GEORGES FRANJU
Judex
The only word I can think of to explain this extraordinary film is stylish. It’s unbelievably, almost impossibly, stylish. It’s the classic crime caper; full of twists and turns, and of betrayals and revenge. It’s also a complex homage/remake of a 1916 silent serial, and it uses those roots to do fascinating things with film, things that I haven’t really seen before. It’s genre bending, mixing its pulpy crime roots with other things like sci-fi, and silent cinema. It’s got wonderful characters, even while its main hero is practically a cardboard cutout. And it’s got disguises, chases, and fights. It’s effortlessly cool and marvelously inventive. Can you tell that I really enjoyed this one?
The story is necessarily complex, as is befitting its nature as a crime caper. It starts with Henri Favraux, a corrupt banker, who has recently received a letter from a mysterious man named Judex. The letter says that if Favraux doesn’t right his many crimes Judex will kill him at exactly midnight that evening. Favraux, not being the sort of man who is easy bullied, and assuming that this is just the beginning of a longer blackmail scheme, ignores the letter. Well, mostly, he does hire a private detective to come to the party that he’s throwing that night. A party for both the 20th anniversary of his bank and also for the engagement of his daughter to a man she doesn’t love. Early in the film we are also introduced to Diana Monti, the governess for Favraux’s granddaughter, who turns out to be full of many tricks. At this point in the film though she’s just trying to get Favraux to marry her, in-between rendezvous with her secret boyfriend. As the party starts we see an incredibly tall man with a bird mask covering his entire head. He heads into the party and we discover that the rest of the guests are similarly attired. Suddenly the tall man starts to produce pigeons from various scarves, as though he were a magician. And then, at exactly midnight, as Favraux gives a speech to his guests, he drops to the ground dead. This starts a crazy story of kidnapping, revenge, blackmail, extortion, detective work, and murder.
The story goes in about a hundred different directions from there, all of them incredibly beautiful. Every moment has at least something in the shot, or in the staging, that is remarkable. There are too many such moments to even remember. The scene where Judex first appears, dressed in the bird costume, is one of the best reveals of a character in any film I’ve ever seen. There’s a scene later in the film where a woman is floating down a river, and it’s just ridiculous how beautiful it looks. Every moment of the film seems to have been designed for maximum beauty and interest. The film is also chock full of ideas, from interesting uses of near silent film, to odd science fiction touches. There’s an incredibly cool moment where Judex writes a message to someone seemingly in thin air. And, because the film came out so long ago, all the effect we see are practical in nature. There is no CGI making the pigeons appear in Judex’s hand, or helping some people climb the side of a building later in the film. There’s something so unfortunate about CGI, on the one hand it makes possible to show things that were simply not possible before, but on the other everything looks fake to some degree. These effects look absolutely real, and it’s so great. The acting is also fairly superb, with the main credit going to Francine Bergé as the villainous Diana. She is the perfect combination of dangerous, beautiful, and cool. And, while real-life American Magician Channing Pollock doesn’t actually do much as Judex, he does look incredibly cool and handsome, which is mostly what he’s here for.

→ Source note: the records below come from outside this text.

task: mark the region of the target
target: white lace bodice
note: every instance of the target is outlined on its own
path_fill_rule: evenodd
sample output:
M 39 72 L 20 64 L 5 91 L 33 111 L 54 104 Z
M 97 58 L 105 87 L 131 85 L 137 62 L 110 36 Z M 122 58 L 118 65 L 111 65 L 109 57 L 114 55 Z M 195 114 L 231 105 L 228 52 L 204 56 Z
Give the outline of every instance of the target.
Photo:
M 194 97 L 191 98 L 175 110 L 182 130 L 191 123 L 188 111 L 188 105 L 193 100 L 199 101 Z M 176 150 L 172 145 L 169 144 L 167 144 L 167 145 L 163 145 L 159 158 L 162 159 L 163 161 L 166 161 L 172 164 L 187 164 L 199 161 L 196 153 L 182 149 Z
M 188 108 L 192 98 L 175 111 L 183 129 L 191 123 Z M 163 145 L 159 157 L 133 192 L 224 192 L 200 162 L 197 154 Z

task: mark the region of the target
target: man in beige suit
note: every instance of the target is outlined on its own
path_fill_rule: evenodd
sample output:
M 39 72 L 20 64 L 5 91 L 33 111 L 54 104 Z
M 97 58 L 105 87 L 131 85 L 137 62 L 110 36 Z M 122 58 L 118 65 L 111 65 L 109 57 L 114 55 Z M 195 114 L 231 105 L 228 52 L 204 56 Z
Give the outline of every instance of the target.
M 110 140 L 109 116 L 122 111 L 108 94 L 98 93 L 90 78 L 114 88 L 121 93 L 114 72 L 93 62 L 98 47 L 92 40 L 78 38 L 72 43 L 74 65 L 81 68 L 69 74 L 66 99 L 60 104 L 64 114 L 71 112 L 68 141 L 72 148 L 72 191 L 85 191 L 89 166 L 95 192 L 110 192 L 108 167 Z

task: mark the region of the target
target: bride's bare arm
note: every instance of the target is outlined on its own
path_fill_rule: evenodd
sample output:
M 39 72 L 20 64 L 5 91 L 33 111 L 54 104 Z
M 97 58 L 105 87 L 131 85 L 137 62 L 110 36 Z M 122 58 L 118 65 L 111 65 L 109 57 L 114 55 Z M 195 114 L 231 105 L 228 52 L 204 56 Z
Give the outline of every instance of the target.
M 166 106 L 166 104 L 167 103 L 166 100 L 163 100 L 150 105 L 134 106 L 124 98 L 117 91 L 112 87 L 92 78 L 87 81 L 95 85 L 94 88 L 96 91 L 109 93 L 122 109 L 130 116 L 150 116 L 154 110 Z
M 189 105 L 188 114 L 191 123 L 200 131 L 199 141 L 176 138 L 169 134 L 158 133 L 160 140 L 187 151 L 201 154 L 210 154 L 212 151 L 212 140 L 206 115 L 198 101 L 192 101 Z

What I find fascinating about this film, beyond all the technical marvels I’ve spelled out, is that it represents an impressive triumph of style over substance. The story here is almost totally unimportant. We never learn why most of the characters are doing what they are doing, or where they came from, but it just doesn’t matter at all. Everything is so impossibly cool and interesting that it almost didn’t even occur to me to wonder. Character motivation, a linear sensible plot, none of it mattered because of how wonderful and entertaining this film was. The story wasn’t bad mind you, a bad story might have made even all this style not work for me. It wasn’t bad, it was just mostly inconsequential. I didn’t really care why these characters were doing whatever they were doing, I just worried for their safety or wondered what they were going to do next. I am possibly more easily swayed by style than some, but I usually need strong characters to believe in, and here all I wanted was for the film to keep doing what it was doing. If I have a complaint, it’s that the film was too short; I could have easily enjoyed a few more twists and turns, and a couple more interesting locations. That’s a minor complaint though, I don’t remember the last time I saw a film this cool, it really makes me excited to see Eyes Without a Face, another film by director Georges Franju that I’ll be watching soon.